To avoid this, and knowing this is a small blog, I’ll directly prevent GET requests from having to make system calls to read. To do this, when the server starts up, it will read all data from a specific folder and generate a data structure to access it.

In our case, FileReader defines a folder I’ve called static that stores all the final information our blog can offer.

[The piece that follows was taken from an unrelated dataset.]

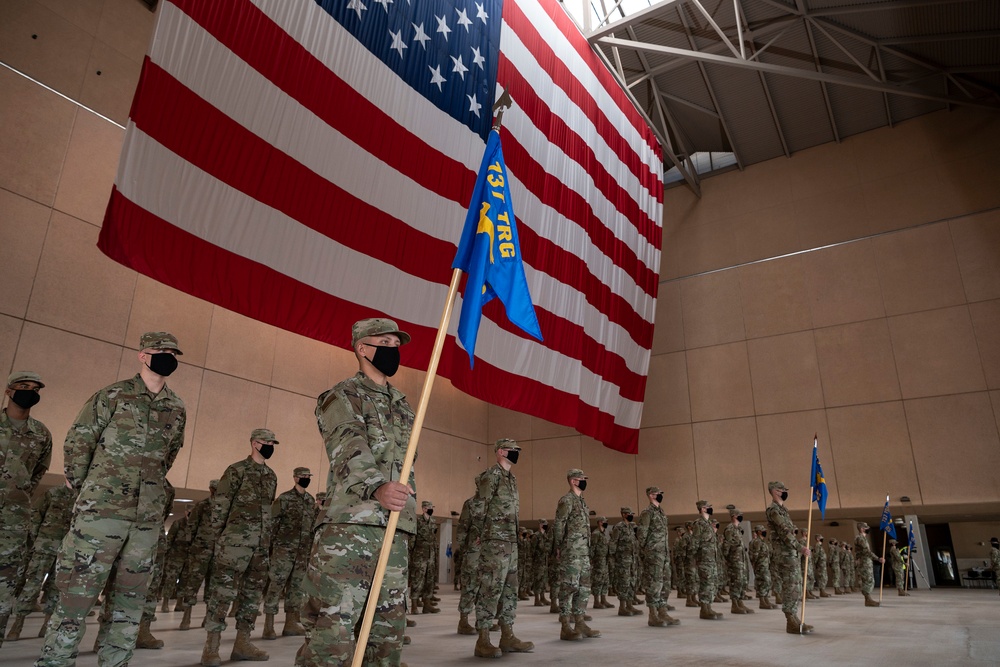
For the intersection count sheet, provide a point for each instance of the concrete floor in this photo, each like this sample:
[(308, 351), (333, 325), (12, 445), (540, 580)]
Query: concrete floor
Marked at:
[(938, 627)]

At the same time, the folder structure will be the same as the HTTP request structure.

For example, if our structure looks like this:

static/
├─ images/
├─ styles/
│  ├─ style.css
├─ blog/
├─ index.html

To obtain style.css or index.html, the requests should be:

GET /styles/style.css HTTP/1.1\r\n
GET / HTTP/1.1\r\n

In the case of FileReader, it builds a Map where each key is a folder and the files inside this folder have the filename as the key and the file content as the value.

%{
  "static" => %{
    "images" => %{
      "sample.webp" => <<82, 73, 70, 70, 214, 10, 0, 0, 87, 69, 66, 80, ...>>
    },
    "index.html" => "<html>...</html>",
    "styles" => %{
      "style.css" => "/* css content */"
    }
  }
}

So if in the data variable we have the previous map, to obtain sample.webp we would execute:

data["static"]["images"]["sample.webp"]

In my opinion, this method is quite simple. Obviously, if the script that builds this map accesses resources outside of static, we would have a problem. But apart from that, once the structure is written, it cannot be updated until the server is restarted (although it can be changed at runtime).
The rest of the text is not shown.